Casting the Real McCoy
|Silver Bullet Pages|
I spent the better part of a day machining a dozen or so sprue-plate insulators for the new mold, then arranged to meet Dr. Jaansalu in the labs. We gave the sprue-plate insulators the benefit of another hour or so at 450°C just to make sure they were really dry then began trying to cast some useable silver bullets.
Naturally, things didn't go as smoothly as we had hoped. It turns out that the sprue-holes I had machined were ever-so-slightly too small, and the plates may have been a little thick. The casts looked good, but there were obvious voids in several of the bullets, particularly near the base. The results weren't terrible, but they weren't as consistent as I would have liked. In the end, only about half of the bullets were useable, and even those weren't as dimensionally-consistent as I had hoped.
We also found that, with smaller bullets, a disconcertingly high percentage of the silver ended up as casting waste and flashings. I ran out of silver long before I ran out of insulators. Given the inconsistency of our current casting method, building a box of bullets is likely to be a slow and expensive. I'm hoping that changing the insulator design a little, and possibly using a hot-plate to keep the mold warm will yield more predictable results. On the other hand, ignoring the failures and difficulties, I can finally hold in my hand a few very real silver bullets, and they look good. The following photo shows the mold with a mix of silver and lead bullets; can you see the difference? Notice the two silver bullets still in the mold.
Cold Hard Numbers
The most pressing question is how these bullets measure up. I picked a half-dozen of the best-looking bullets, grabbed my micrometer, and took some measurements. I don't yet have the weights, but I'll try to get those in the near future. As expected, the first thing that jumps out is that the silver bullets are far more variable than the lead bullets cast from the same mold. However, the very best castings are perfectly sized, and presumably deadly.
|Diameter (in)||Length (in)||Weight(g)|
Final Thoughts on Casting
OK, since writing the above, I've gone back and cast a number of additional bullets. I've made some minor tweaks to the sprue plate design (and you can find complete details on building them later in this article). I have discovered a couple of "tricks" that make a huge difference.
First, silver has a diconcerting propensity to pick up dissolved oxygen. When you pour it, the oxygen is realeased with a sizzle at the instant the silver freezes, creating little voids and possibly throwing molten silver out of the mold. When melting the silver, add a few lengths of graphite rod to the furnace, and put at least one in the crucible with the silver. The graphite burns readily, and consumes the free oxygen in the furnace before it can dissolve into the silver.
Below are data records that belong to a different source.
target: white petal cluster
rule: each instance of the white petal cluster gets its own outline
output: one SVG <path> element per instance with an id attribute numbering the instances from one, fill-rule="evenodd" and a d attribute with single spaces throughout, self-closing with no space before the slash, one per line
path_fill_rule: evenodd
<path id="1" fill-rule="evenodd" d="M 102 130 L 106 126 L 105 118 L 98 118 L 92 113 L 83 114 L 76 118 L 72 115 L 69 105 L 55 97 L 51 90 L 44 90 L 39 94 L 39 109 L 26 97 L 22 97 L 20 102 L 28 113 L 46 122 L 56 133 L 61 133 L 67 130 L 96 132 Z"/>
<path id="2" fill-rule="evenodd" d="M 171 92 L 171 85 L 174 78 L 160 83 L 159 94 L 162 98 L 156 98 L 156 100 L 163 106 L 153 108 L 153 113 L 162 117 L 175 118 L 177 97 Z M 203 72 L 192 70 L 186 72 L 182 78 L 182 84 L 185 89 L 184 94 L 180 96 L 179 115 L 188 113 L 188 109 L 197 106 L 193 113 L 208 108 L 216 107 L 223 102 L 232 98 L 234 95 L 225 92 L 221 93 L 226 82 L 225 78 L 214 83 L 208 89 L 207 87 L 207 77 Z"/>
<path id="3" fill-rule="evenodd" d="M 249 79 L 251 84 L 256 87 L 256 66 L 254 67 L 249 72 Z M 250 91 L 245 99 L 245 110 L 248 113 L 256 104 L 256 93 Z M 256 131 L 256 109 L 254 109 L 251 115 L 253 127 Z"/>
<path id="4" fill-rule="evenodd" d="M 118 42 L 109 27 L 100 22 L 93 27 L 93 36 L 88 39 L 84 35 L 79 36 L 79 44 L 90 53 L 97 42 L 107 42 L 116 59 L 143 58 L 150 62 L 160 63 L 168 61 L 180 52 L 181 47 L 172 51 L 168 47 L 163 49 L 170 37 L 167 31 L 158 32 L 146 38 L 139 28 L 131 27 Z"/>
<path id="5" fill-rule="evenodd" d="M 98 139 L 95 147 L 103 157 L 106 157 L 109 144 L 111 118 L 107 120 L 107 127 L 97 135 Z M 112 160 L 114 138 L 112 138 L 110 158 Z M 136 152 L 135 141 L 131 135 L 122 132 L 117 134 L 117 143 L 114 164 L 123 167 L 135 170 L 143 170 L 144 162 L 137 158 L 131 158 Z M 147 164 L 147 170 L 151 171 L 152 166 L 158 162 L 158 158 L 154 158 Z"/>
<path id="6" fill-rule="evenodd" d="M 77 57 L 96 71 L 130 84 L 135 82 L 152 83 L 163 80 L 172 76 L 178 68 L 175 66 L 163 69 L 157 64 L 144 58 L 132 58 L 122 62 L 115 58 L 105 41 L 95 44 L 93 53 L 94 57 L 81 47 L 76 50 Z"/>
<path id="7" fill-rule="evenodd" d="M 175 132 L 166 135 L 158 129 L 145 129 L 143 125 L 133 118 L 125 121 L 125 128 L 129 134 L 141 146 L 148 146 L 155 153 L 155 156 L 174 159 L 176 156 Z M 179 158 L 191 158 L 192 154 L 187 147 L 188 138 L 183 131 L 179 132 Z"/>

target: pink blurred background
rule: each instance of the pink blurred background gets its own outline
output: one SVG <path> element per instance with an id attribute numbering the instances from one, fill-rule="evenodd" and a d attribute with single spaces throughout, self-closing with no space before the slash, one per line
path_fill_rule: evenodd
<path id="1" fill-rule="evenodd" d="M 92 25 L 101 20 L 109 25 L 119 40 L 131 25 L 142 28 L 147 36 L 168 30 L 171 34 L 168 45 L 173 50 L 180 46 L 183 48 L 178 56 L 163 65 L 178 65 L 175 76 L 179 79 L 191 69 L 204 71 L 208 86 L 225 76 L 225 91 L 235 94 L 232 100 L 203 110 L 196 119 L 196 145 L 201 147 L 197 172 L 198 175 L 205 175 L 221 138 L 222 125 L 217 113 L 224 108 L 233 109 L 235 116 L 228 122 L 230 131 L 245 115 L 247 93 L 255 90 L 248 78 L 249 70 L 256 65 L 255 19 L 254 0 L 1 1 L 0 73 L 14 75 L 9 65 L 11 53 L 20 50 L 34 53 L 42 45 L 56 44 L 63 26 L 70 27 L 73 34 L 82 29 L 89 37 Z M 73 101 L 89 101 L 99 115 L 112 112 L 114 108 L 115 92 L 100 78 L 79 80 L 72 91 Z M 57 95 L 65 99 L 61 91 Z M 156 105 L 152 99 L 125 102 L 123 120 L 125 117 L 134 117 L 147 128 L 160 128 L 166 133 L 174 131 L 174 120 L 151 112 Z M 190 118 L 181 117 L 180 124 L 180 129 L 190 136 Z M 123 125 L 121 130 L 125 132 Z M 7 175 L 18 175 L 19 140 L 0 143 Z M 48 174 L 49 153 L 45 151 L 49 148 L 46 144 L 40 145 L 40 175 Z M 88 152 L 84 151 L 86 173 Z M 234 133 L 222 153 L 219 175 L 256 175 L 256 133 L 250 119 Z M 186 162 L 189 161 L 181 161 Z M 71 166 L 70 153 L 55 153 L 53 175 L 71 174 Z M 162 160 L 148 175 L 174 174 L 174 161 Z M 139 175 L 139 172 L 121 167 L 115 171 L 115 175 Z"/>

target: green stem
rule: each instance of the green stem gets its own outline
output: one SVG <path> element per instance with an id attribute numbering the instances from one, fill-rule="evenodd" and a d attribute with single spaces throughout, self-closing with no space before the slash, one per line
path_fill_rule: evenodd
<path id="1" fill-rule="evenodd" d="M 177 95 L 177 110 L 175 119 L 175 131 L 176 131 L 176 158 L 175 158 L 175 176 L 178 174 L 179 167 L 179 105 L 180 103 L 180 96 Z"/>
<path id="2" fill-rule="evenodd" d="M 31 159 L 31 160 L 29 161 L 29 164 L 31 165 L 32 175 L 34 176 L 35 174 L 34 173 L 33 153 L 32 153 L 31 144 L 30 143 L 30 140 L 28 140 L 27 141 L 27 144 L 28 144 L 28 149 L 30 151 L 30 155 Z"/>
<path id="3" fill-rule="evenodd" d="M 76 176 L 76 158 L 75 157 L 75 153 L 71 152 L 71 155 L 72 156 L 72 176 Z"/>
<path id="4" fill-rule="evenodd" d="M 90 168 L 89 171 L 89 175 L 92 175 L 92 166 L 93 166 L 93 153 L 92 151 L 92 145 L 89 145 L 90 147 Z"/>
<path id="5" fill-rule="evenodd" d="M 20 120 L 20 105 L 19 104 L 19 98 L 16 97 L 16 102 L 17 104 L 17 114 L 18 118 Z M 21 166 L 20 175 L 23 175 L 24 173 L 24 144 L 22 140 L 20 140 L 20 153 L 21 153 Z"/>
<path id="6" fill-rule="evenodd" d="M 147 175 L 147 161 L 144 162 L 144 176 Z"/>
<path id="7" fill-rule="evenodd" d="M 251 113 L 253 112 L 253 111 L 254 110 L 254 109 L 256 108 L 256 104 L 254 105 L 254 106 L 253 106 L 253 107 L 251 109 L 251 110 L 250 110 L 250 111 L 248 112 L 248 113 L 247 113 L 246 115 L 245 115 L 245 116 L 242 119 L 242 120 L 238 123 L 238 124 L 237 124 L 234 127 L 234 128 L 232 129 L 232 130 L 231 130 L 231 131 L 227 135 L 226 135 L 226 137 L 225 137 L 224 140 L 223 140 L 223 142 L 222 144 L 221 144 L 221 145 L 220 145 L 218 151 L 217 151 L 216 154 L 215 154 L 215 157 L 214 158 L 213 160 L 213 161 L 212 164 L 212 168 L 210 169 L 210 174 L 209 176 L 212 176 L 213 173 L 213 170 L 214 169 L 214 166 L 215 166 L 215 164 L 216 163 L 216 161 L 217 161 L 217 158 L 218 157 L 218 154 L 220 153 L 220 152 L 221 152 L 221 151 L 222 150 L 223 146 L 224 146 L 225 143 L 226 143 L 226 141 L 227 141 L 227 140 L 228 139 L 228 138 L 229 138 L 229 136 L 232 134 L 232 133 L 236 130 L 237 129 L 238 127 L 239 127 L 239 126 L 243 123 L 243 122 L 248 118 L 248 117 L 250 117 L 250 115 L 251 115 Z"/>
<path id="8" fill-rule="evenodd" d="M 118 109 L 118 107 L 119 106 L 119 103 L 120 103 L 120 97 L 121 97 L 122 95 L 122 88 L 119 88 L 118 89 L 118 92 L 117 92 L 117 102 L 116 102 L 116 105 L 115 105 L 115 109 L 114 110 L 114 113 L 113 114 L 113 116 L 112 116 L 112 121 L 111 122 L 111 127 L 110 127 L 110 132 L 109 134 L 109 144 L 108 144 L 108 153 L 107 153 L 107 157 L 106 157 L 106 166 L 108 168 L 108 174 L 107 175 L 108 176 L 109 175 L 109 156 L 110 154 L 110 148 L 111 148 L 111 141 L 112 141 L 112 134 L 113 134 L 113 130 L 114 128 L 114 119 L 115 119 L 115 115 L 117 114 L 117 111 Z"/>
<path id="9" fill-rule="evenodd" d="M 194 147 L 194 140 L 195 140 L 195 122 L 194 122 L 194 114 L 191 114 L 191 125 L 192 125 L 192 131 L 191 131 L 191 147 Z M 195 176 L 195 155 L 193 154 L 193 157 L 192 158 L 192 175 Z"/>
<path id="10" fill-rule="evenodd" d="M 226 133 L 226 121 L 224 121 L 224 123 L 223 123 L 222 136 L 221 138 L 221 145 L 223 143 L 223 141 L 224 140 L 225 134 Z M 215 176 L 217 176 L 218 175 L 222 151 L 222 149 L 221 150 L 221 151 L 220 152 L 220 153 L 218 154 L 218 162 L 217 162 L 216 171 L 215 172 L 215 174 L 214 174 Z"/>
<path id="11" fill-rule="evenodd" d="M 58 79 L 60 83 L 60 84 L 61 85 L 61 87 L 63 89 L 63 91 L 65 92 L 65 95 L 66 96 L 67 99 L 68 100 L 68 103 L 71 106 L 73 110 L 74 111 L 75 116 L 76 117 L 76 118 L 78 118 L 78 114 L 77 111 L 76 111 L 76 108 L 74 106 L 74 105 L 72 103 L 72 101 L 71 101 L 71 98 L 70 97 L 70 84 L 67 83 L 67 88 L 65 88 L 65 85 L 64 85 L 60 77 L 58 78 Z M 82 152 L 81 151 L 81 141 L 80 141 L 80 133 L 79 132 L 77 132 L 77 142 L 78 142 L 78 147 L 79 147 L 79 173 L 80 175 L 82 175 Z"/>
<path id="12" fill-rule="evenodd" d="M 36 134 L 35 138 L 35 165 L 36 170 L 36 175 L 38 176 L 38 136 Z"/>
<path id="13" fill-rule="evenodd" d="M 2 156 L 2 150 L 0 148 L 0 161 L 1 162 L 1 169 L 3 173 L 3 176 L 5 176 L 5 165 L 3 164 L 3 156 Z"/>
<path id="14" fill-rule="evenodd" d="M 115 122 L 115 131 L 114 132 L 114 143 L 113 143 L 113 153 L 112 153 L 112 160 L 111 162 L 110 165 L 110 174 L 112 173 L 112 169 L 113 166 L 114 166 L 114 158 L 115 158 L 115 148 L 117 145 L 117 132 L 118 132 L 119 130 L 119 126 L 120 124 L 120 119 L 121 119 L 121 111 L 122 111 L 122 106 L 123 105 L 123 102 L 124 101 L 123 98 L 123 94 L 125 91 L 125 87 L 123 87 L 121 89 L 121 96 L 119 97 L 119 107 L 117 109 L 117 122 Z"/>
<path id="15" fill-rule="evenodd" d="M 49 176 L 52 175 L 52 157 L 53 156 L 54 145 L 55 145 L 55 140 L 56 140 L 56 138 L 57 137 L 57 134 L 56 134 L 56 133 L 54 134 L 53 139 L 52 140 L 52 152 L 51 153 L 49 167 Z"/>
Second, the release agent makes a world of difference in the appearance of the final bullet. I've gone back and forth between carbon (soot) and Boron Nitride. With no relase agent (bare mold) the silver doesn't stick to the mold as feared, but it fails to conform to the mold cavity perfectly. Similar to the surface tension in water, the silver shows high cohesion and tends to pull back from contact with the mold, resulting in a badly wrinkled bullet (and a high probability of voids and other problems).
Boron Nitride acts as a wetting agent - reducing the surface tension and giving a very smooth, beautiful finish to the cast bullet. For jewelry, this would be the clear winner. However, the the driving bands tend to be incompletely filled, the edges slightly rounded rather than showing crisp, sharp angles. I'm not sure whether this is due to the Boron Nitride actually filling the mold, or some chemical property.
Carbon (applied by holding the mold over a sooty flame) is probably the best release agent for functional bullets. The resultant bullets show very crisp, clean casting on the driving bands, and considerably less wrinkling than with an uncoated mold. They're not quite as pretty looking as those cast using Boron Nitride, but I don't necessarily need pretty. The problem with the carbon coating is that it needs to be re-applied frequently, and it's easier to get the carbon to stick to a cold mold than a hot one. I tend to get a few really nice casts, then run into problems as the mold heats up.
Despite my best efforts, casting remains less than perfectly predictable. I end up with about 75% of my bullets being useable, and maybe half looking good. This is a slow and expensive way to produce bullets.